Re: BUG #18080: to_tsvector fails for long text input

From: Alvaro Herrera <alvherre(at)alvh(dot)no-ip(dot)org>
To: uwe(dot)binder(at)pass-consulting(dot)com, pgsql-bugs(at)lists(dot)postgresql(dot)org
Subject: Re: BUG #18080: to_tsvector fails for long text input
Date: 2023-09-15 11:41:56
Message-ID: 202309151141.pq2zpi5kxdvn@alvherre.pgsql
Views: Raw Message | Whole Thread | Download mbox | Resend email
Thread:
Lists: pgsql-bugs

On 2023-Sep-04, PG Bug reporting form wrote:

> SELECT to_tsvector('english'::regconfig, (REPEAT('<Long123456789/>'::text,
> 20000000)));
> results in
> ERROR: invalid memory alloc request size 2133333320

This is because to_tsvector_byid does this:

prs.lenwords = VARSIZE_ANY_EXHDR(in) / 6; /* just estimation of word's
* number */
if (prs.lenwords < 2)
prs.lenwords = 2;
prs.curwords = 0;
prs.pos = 0;
prs.words = (ParsedWord *) palloc(sizeof(ParsedWord) * prs.lenwords);

where sizeof(ParsedWord) is 40 (in my laptop). So this tries to
allocate more memory than palloc() is willing to give it. The attached
patch fixes just the query you supplied and nothing else.

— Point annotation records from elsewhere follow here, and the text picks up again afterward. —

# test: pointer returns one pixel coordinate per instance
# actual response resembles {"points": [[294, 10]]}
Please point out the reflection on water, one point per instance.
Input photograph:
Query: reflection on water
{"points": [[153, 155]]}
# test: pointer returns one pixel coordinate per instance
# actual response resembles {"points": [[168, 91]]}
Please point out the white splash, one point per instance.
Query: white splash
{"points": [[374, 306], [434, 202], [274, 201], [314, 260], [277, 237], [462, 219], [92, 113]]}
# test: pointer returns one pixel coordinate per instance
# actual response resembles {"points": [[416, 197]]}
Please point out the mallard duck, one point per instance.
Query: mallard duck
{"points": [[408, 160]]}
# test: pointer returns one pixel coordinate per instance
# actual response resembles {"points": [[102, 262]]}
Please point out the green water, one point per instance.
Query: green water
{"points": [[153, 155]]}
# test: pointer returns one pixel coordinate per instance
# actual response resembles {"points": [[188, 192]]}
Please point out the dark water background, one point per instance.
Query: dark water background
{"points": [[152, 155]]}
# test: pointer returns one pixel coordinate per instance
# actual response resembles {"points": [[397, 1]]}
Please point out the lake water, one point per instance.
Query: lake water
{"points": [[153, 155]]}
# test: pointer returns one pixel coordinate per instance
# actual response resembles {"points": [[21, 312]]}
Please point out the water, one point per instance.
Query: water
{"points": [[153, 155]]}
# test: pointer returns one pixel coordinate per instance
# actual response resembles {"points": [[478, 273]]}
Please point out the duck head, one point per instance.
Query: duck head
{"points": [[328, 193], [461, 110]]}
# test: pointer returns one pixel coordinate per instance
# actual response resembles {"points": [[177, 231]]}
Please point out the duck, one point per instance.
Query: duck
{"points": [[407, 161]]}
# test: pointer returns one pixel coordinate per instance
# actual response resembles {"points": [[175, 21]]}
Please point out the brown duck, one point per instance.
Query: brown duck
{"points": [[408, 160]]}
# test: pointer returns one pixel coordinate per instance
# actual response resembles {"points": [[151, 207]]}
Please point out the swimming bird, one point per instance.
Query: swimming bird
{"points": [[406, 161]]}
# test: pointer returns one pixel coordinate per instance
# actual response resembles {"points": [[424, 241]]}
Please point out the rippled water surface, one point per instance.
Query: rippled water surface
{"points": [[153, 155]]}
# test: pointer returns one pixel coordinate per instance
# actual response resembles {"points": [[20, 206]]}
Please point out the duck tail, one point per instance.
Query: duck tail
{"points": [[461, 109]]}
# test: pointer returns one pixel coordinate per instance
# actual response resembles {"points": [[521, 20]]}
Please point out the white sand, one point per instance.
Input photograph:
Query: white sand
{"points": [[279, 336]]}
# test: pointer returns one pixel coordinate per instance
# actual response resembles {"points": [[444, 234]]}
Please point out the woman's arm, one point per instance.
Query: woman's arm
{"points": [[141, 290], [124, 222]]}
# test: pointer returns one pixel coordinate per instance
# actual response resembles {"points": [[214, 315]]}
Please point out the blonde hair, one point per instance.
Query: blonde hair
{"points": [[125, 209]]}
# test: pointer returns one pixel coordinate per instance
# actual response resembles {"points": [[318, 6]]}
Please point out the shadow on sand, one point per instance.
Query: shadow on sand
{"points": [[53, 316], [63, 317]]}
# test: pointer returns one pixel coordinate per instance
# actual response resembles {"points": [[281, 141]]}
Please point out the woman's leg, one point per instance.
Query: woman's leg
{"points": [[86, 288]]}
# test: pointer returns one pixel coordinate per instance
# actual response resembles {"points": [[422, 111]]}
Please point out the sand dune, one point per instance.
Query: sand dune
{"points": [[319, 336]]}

I wonder if we want to support this kind of thing; I suspect we don't.
Other parts of text-search would fail in the same way and would also
need to receive similar fixes. However, the real problem comes when we
try to store such huge tsvectors, because that means we end up with
"huge" tuples on disk that need I/O support. Eventually AFAIR you run
into the size limit in the FE/BE protocol and all crashes and burns
because that one cannot be changed without bumping the version.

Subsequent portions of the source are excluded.